Looking Ahead to 2019

2018 has been a year of major transitions. The most significant was the birth of my firstborn child in October. If three months of parenting has taught me anything, it’s that the messiness and intensity of life swirls just below the surface of daily routines. I’m more aware now of how hard-won true discipline is. Whether it’s the small habits of attending morning prayer every morning, or simply obeying the admonition “Don’t shake a baby” when every fiber of your being wants to shake the inconsolable child who is squirming, crying, and screaming at 3a for the fifth night in a row. But no. You put the kibosh on all the impulses that distract and attempt to misdirect your behavior. It’s a herculean effort.

(…though when he smiles at me in the morning, I magically forget everything that happened the night before. I’m pretty sure it’s witchcraft.)

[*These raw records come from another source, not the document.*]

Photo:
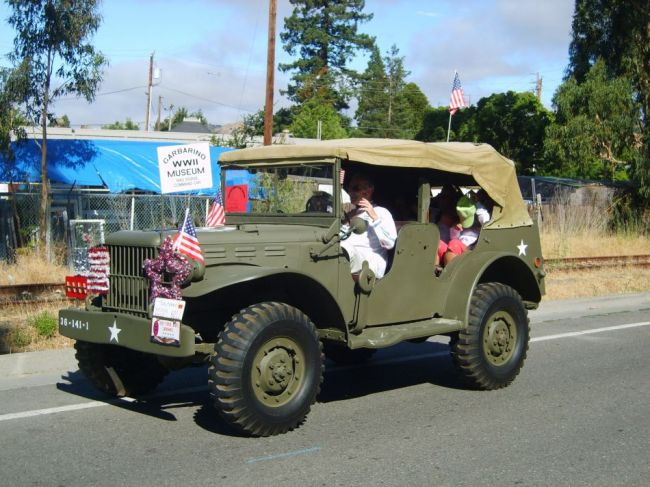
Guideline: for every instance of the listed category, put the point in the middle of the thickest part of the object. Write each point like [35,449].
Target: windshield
[296,189]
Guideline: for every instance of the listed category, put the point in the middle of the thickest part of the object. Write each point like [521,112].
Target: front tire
[490,352]
[119,371]
[266,370]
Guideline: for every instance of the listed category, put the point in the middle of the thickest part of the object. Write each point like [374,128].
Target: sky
[211,54]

So now, sitting at the beginning of 2019, I’m wary of making New Year resolutions. Only small, actionable resolutions for me this year. Here are a few related to the blog and reading/writing habits:

First, I’m going to start by trying to keep a reading log for the year. I’ve made attempts at this in the past, but I’ve never managed to come up with a system that I could reliably update throughout the whole year. For 2019, I’m incorporating my reading list to this website. I’m not going to stash away my reading log in a random journal or in an obscure file on my computer. I’ve dedicated a whole page to the site and have created categories and codes that will make it easy to update.

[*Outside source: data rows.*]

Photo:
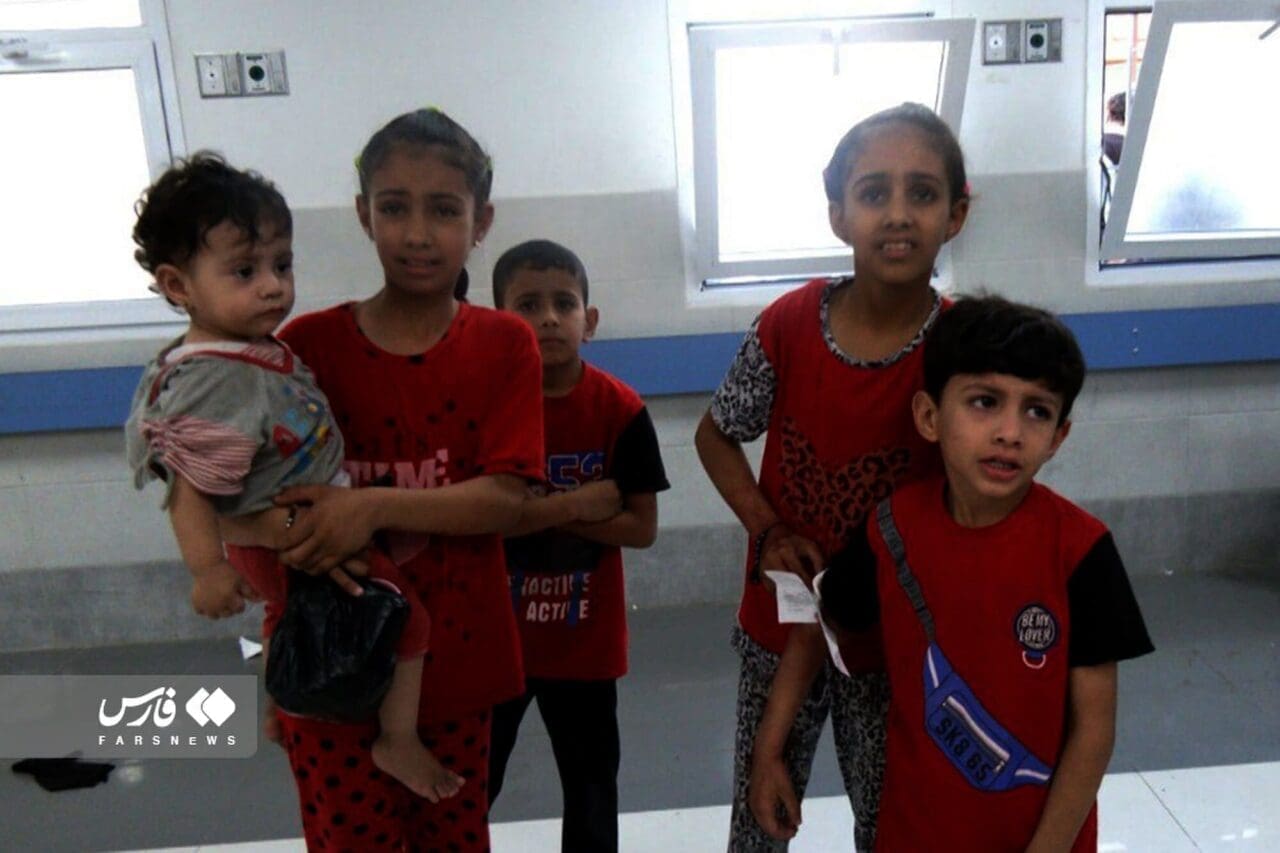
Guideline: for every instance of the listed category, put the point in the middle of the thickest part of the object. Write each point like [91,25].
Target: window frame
[1179,261]
[705,39]
[146,51]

Second, I’m going to take another step in my attempts to remove myself from social media by financially investing in magazines, journals, and various other forms of periodicals. The internet in general has made me less and less tolerant of information that costs money. Pay walls frustrate me. Shouldn’t all internet content be free? No. Good content–whether it’s print or digital, essays or podcasts–takes hours and hours of preparation. Most of the writers I enjoy following have day jobs because writing itself usually isn’t enough to make a living, much less support a family. Supporting writers is an obligation if you want to read thoughtful arguments or careful analysis, and not just the latest, most provocative hot take. I now have subscriptions to Mars Hill Audio Journal, Christianity Today, and Comment Magazine. I’ve followed these publications for a while, but have yet to put my money where my mouth is. I plan to add to the subscription list throughout the year–First Things and Plough Booksamong others, might make the list as well, but I’m also open to other suggestions. By investing money into the articles I read on a regular basis, I now have some skin in the game, which I hope will motivate me to read more carefully and more diligently. Despite the “free stuff” on the internet, I’m more and more convinced that “free” dangerously flattens the hierarchy of carefully edited publications and encourages intellectual laziness on the part of readers.

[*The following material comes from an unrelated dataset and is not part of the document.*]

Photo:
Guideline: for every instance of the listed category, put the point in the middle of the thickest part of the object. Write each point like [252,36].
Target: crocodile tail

Third, I’m convinced by Austin Kleon’s call to “own your own turf.” I began to revive this blog as an attempt to support my extraction from social media, and to encourage a more consistent writing habit. I’ve been more or less successful, but I’d like to kick it into a new gear for 2019. Piggy-backing on my resolve to invest in the information I read, I’m also going to invest in this site and purchase the lowest level WordPress subscription. The goal for the remainder of the year will be to practice writing short posts–three to four paragraphs–what Brad East calls “mezzo blogging.” My hope is that writing more frequently and in a more controlled, though still public, context will eventually lead to writing more long-form pieces for other venues. Because everything on the site is linked through categories and tags, it’ll function as a kind of notebook of ideas I can return to when I’m working on other projects.